CHP Genel Başkanı Kemal Kılıçdaroğlu Adana'daki mitingin ardından İstanbul'a geldi. Dün sabah erken saatlerde CHP İstanbul İl Başkanı Nebil İlseven'le birlikte Emirgan'a giden CHP lideri Kemal Kılıçdaroğlu, Çınaraltı'nda çay içip vatandaşlarla sohbet etti. Hatıra fotoğrafı da çektiren Kılıçdaroğlu, 'CHP iktidarını umutla bekliyoruz' diyen vatandaşlara 'İnşallah bunu hep birlikte başaracağız' diye yanıt verdi.
HAKSIZLIKLAR YAPILIYOR
Çay keyfinin ardından günlük gazeteleri okuyan Kılıçdaroğlu Balyoz tutuklamalarıyla ilgili şöyle konuştu: 'Emirgan'a çay içmeye geldim. Yurttaşlarla beraber olmak, en azından onlarla daha sıcak ilişki kurmak için buradayım. Gazetelere bakıyoruz, gelişmeleri kaygıyla izliyoruz. Hava güzel ama sonunda içimizdeki kaygıları bir şekilde dışarı vurmak durumundayız. Haksızlıklar yapılıyor. Bu konuda ciddi kaygı duyuyoruz. Balyoz tutuklamalarına ilişkin düşüncelerimi daha önce belirttim. Yargı siyasallaştırılmış, güven sarsılacaktır. Tuzun kokmaması lazım. AKP tuzu kokuttu. Zaten sorun da buradan başlıyor.'
Kılıçdaroğlu Maraş'taki göçükle ilgili rapor hazırlamak için CHP'den bir heyetin bölgede olduğunu da sözlerine ekledi. Daha sonra Galatasaray Üniversitesi'ne giden Kılıçdaroğlu, Rektör Prof. Dr Ethem Tolga ile bir süre görüştükten sonra TRT'de yayınlanan programa katıldı.

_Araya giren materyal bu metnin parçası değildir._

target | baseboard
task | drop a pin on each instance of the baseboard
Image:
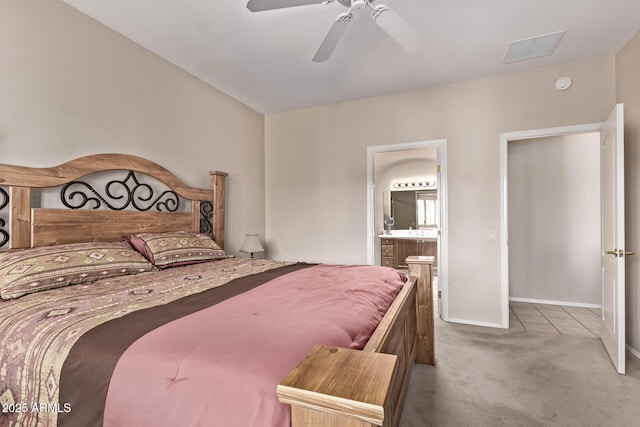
(475, 323)
(544, 301)
(633, 351)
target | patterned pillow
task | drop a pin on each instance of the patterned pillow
(26, 271)
(176, 248)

KILIÇDAROĞLU, TRT BOYKOTUNU BİTİRDİ
CHP lideri, partisinin TRT'ye uyguladığı boykotu kaldırdı ve dün TRT1'deki 'Politik Açılım' programına katıldı. Eski CHP Genel Başkanı Deniz Baykal döneminden bu yana 'AKP'nin sözcülüğünü yaptığı gerekçesiyle' CHP'de TRT'ye boykot uygulanıyordu. CHP ile TRT arasında Tuncay Güney'in Kanada'dan gerçekleştirilen canlı yayındaki açıklamalarıyla gerilim yaşanmış ve olay mahkemeye intikal etmişti. CHP'nin TRT'ye yönelik son protestosu, 7 Aralık'ta oldu. Ankara İl Başkanlığı, protesto açıklaması yaparak, TRT'yi yandaşlıkla suçlamıştı.

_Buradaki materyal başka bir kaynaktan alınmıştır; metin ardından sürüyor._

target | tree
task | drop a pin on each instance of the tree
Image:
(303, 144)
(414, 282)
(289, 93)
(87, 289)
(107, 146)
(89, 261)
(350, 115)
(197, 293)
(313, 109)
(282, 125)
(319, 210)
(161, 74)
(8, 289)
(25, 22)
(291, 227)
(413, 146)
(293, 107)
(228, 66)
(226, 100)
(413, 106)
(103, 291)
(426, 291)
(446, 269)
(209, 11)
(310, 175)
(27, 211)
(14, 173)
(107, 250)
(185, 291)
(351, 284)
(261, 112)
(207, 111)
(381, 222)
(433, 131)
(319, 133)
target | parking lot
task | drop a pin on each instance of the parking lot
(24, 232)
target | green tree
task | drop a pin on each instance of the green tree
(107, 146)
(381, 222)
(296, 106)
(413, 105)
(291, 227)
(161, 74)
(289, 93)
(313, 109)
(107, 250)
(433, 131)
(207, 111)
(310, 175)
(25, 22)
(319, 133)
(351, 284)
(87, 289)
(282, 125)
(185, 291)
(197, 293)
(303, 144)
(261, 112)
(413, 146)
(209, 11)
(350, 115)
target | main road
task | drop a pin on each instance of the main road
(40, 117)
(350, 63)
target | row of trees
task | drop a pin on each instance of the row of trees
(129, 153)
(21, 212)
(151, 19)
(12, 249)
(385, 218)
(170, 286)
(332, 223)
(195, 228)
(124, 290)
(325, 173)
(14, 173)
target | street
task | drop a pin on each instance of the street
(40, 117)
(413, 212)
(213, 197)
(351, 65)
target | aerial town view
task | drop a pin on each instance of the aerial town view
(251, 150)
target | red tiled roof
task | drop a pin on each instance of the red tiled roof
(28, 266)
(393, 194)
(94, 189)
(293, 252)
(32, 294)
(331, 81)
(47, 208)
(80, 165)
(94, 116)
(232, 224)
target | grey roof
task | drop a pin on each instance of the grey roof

Başbakan'daki yetki kimsede yok
CHP Genel Başkanı Kılıçdaroğlu dün TRT1'de yayınlanan Politik Açılım programına katıldı ve Fehmi Koru, Derya Sazak, Prof. Dr. Fuat Keyman ve Prof. Dr. Mustafa Erdoğan'ın konuğu oldu. Soruları yanıtlayan CHP liderinin konuşmasından önemli satırbaşları şöyle:
TOTALİTER REJİM UYARISI: Başbakan'daki yetki kimsede yok. Hiçbir devlet başkanında ve başbakanda da yok. Kurumların ağırlığının kaybolması tehlikeli. Tek bir gücün yönettiği yapıda totaliter rejimler ortaya çıkar. Vatandaş telefonla konuşmaya çekiniyor.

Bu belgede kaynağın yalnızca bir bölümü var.